Borgen es una serie danesa que consta de tres temporadas, estrenada en el año 2010 que ha llegado a España (Canal +) con varios años de retraso pero sin perder un pico de vigencia. En ella se muestra la vida cotidiana de Borgen, el Palacio de Christianborg donde residen los tres poderes políticos daneses y la oficina del Primer Ministro. En pos de la actualidad, Borgen utiliza como personaje principal a una mujer, la primera Primera Ministra de Dinamarca, cosa que en el año 2010 era una invención y que en la actualidad es una realidad. Esa presencia de una mujer al frente del Estado ya había sido transitado en las series norteamericanas, cuya realidad aún no ha alcanzado a la ficción –Gran Bretaña, por mérito de Margaret Thatcher lleva décadas de ventaja.

Pero si la presencia de una mujer en el puente de mando pudiese ser suficiente argumento, Borgen no para ahí. De hecho, resulta casi irrelevante que sea la ficticia Birgitte Nyborg quien alcanza un acuerdo malabar con las distintas fuerzas parlamentarias para auparse en el Gobierno. Es al hálito de realidad de la serie lo que ha cautivado a los espectadores daneses, apoyado por esa coincidencia de realidad y ficción que obtuvo cuando la socialdemócrata Helle Thorning-Schmidt obtuvo el encargo de la reina para formar gobierno aunando a las fuerzas derrotadas en las elecciones de 2011. Borgen muestra una entrelazada relación de la prensa y la política que en los países del sur europeo nos puede parecer exagerada; y nos presenta vidas machacadas, familias a punto de deshacerse, pasados turbulentos, presentes escandalosos. Falta de humor, Borgen hace una representación casi ideal del político –como ser humano- en lucha constante entre su deber público y sus presiones privadas. Sin embargo, lo hace –al menos en su primera temporada, la estrenada recientemente en nuestro país- con maestría y dominio del género. No se dejan temas fuera de la bobina: la coacción de los lobbys, el reparto del poder como un juego de concesiones, los tejemanejes de los jefes de prensa, las presiones internacionales, el sacrificio de las amistades en favor del mantenimiento del poder, el mercado armamentístico, los nacionalismos periféricos, los conflictos de intereses, la delación, la traición, las escuchas ilegales, el sacrilegio del uso privado del recurso público…




Puestos a echar en falta aspectos como las movilizaciones sociales, la opinión del electorado y la implicación del resto de la administración del Estado, desde la práctica ausencia del aparato de la Justicia hasta el entramado de las entidades de gobierno local.
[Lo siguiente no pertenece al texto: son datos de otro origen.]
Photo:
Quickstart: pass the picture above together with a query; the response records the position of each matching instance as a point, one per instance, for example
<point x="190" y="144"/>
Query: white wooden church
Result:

En España, donde la ficción se ha resumido a chistes largos como Moncloa, dígame o series de alta calidad pero de poca incidencia en la alta jefatura como Crematorio, el camino está bien abonado. Podríamos fabular con una serie que mostrase los entresijos de la época Aznar de la Guerra de Afganistán, otra dedicada íntegramente al seguimiento de los últimos veinte años de Bárcenas –auge y caída- o el clan Pujol en la ciudad de los prodigios.


Borgen, además, ha sido producida por la televisión pública danesa, lo que da para pensar. Y mucho.